Sunday, 31 May 2009

Net Present (Lack of) Value

Once again I sat through a meeting about NPV calculations and the assumptions behind them. This time NPV's are being used to calculate sales bonuses. Huh? You assign the loan to the gal who sold it: every month the loan instalment is paid, she gets a percentage, just like a regular salesman does. Who needs NPV's?

There is one circumstance when you do. That's when you want to sell a commercial building with a known and reliable rental income from a tenant who isn't going anywhere until the end of the lease. Then the NPV of the cash stream is the capital sum you would need to invest now in a quarterly-paying bond at the discount rate you chose to generate a cash flow with the same NPV. (Quarterly because commercial rents are usually payable on quarter-days.) And that is only possible because the cash flow from a commercial lease is basically the same as from a bond.

In this example, the forecast of the net income stream can be done accurately and has a high degree of probability of being true; while the NPV itself has a real interpretation, as the value of a bond, and as the purchase price of the building.

Now consider a mortgage or personal loan. This has a net income stream, payable monthly. It is much more difficult to forecast: loans are closed early, the default rate is very high (banks make loans to people with a 30% chance of defaulting and think it's good business – the people who financed your neighbour's sofa live with default rates of 50%) and the timing of a repayment or default is erratic. The bank can calculate averages, but the variances are high and the tails correspondingly fat.

But here's the real difference: for a commercial building, the net income stream repays the capital amount, but for a loan, the capital is repaid by the gross income. So if you discount the net income from a loan and call that the NPV, whatever meaning it has, it is not the amount you would pay for the loan. If you wanted to own the net income stream from the loan, you would have to buy the whole of the outstanding capital at the time of purchase, less a discount equal to the expected default on the remaining term of the loan. So if the discounted net income isn't the purchase price, what is it? It turns out to be the amount the shareholders would need to invest in a monthly bond offering the rate of return used in the discounting calculation to yield a cash flow with the same NPV as the loan. So it's the value now of the net income stream to the shareholders. It's what the loan is “worth” to the shareholders.

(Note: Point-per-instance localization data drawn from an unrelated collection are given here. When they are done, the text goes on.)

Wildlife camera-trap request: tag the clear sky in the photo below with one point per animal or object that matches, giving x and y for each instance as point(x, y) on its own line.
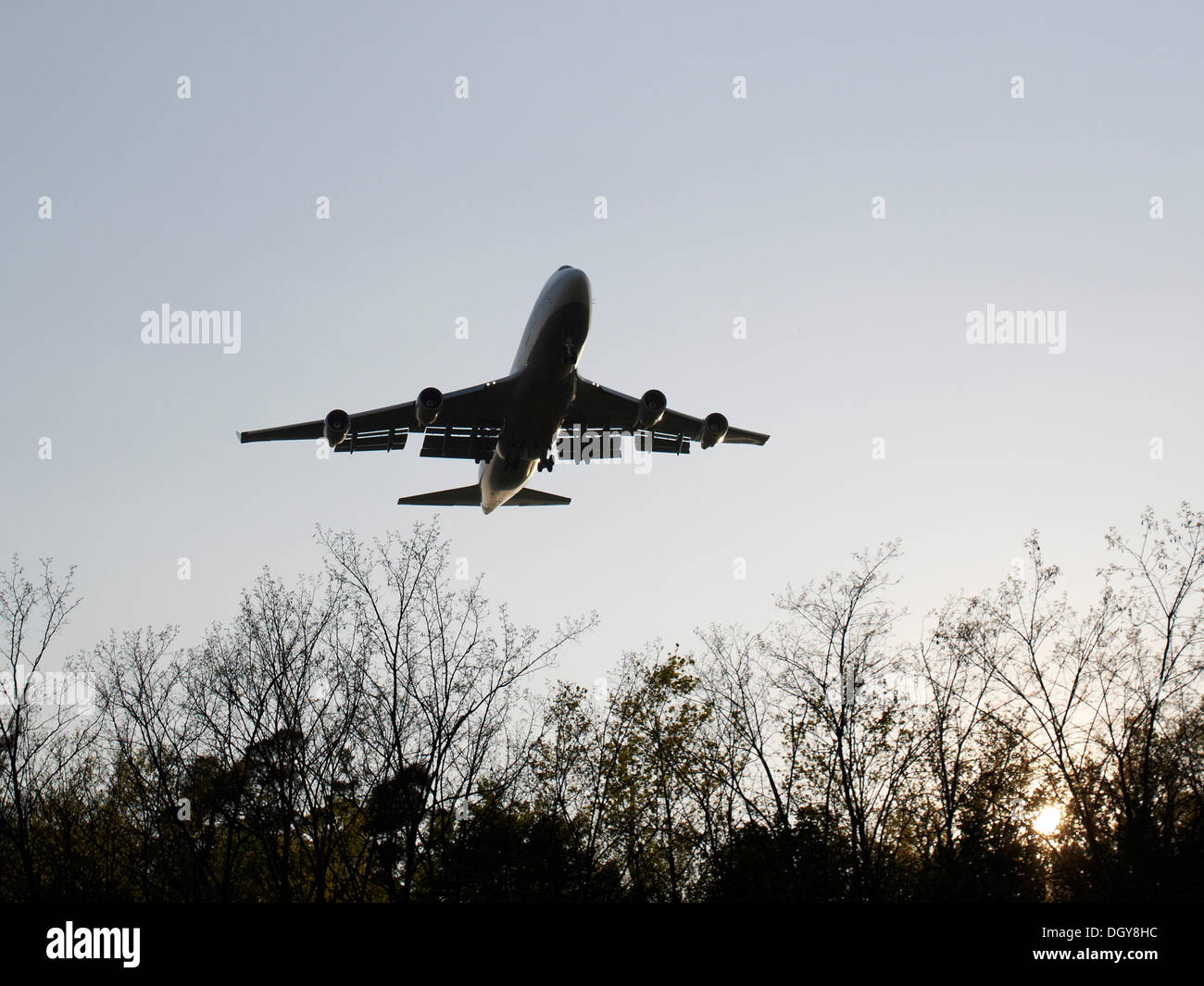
point(718, 208)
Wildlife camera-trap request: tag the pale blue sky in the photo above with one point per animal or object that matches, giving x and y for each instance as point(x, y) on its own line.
point(718, 208)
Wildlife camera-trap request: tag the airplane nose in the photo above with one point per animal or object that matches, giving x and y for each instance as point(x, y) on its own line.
point(574, 285)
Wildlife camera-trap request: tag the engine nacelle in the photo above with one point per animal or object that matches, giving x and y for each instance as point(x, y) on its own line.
point(335, 426)
point(651, 409)
point(714, 429)
point(428, 406)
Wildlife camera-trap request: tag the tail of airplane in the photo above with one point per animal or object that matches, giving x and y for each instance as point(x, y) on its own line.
point(470, 496)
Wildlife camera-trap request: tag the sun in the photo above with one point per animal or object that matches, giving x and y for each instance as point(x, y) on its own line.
point(1047, 820)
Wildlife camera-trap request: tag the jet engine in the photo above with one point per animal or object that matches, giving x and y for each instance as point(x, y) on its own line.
point(335, 426)
point(651, 409)
point(428, 406)
point(714, 428)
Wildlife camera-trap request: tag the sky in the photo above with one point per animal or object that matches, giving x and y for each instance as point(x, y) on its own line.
point(878, 183)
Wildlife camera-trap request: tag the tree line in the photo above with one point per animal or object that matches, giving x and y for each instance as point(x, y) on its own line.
point(380, 733)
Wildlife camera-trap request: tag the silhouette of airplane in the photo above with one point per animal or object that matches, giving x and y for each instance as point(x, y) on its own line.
point(509, 425)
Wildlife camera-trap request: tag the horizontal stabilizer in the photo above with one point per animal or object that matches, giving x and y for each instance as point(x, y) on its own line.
point(470, 496)
point(461, 496)
point(536, 499)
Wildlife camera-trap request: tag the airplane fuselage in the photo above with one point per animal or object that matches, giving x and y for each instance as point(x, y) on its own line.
point(545, 375)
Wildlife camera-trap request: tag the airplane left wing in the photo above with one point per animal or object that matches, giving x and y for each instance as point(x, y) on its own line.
point(600, 408)
point(474, 408)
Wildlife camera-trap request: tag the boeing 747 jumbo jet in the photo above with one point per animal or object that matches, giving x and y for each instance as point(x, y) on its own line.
point(509, 425)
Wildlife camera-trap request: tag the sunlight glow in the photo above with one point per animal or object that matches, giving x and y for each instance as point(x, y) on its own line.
point(1047, 820)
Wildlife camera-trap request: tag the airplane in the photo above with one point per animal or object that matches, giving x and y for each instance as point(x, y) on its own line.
point(508, 425)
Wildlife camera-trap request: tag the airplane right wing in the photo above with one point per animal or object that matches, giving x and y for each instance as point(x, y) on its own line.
point(600, 408)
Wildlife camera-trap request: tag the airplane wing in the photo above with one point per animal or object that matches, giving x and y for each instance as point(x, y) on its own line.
point(474, 411)
point(600, 408)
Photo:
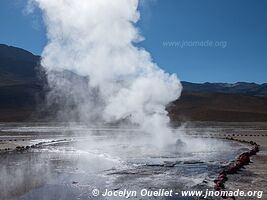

Or at least that's what everyone around me keeps saying. It sounds convincing. Except it isn't what the loan is worth to shareholders. What the loan is worth to shareholders is the contribution it makes towards their annual dividend payments, and that is measured by the gross margin (net income minus variable costs) of the loan taken year by year. As a rough guide, most of the value of any reducing-balance instrument is in the first half of its life.

Do not ask me why they calculate the NPV – I suspect it's because they're in banking and calculating NPV's is what you're supposed to do when you're in banking, like taking ecstasy when you go clubbing. That the discount rate they use is around 12% - good luck getting that in the money markets – makes the whole exercise silly.

So aside from the fact that it's the wrong measure, what else is wrong with using NPV's? It's a distraction from the job of finding the right measure for the job; it gives them the undeserved feeling that they are being sophisticated and clever; and it soaks up analysis time doing monthly lifetime factorisations of all sorts of things that should be left as totals: defaulting, bad debt, early closures. It creates an air of utterly spurious accuracy. But hey, get with the programme. This is, after all, the same industry who thought that lending money to people with no incomes was a good idea.